Sumter County Attorney Jennifer Rey outlined a two-pronged approach Tuesday night to deal with the rapid increase in fish-games arcades and associated criminal activity.
Rey suggested that commissioners impose restrictions on where arcades can be located and require conditional use permits to operate them.
Sixteen arcades operated in the county between the first of the year and late last month. Since Jan. 1, they generated 564 calls for service and 96 arrests. A dozen calls involved drug overdoses and 69 involved narcotics, according to Rey’s report.
The arcades skirt Florida’s gambling laws by offering prizes for video game winners.

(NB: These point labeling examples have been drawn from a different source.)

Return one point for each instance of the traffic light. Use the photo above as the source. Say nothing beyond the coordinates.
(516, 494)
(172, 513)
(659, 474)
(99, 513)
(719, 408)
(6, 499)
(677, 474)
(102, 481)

A proposed Sumter County ordinance would ban arcades from locating with 2,500 feet of a church, school, child care center, park, playground or library. Arcades also would require conditional use permits to operate, which are granted by the zoning special master after review.
“All of that is an attempt to mitigate some of the criminal activity that is occurring,” Rey said.
Some arcades opened in Sumter County after Marion County cracked down on them earlier this year.
Commissioners strongly endorsed Rey’s proposals.
“I want us to do as much as we possibly can to discourage that type of activity in Sumter County,” said Commissioner Doug Gilpin, who brought the issue before the board of commissioners several months ago.
Commissioner Oren Miller agreed.
“I want to do everything we can to close them down,” he said, noting that a cache of used needles was found outside one arcade. “There is a snowball avalanche.”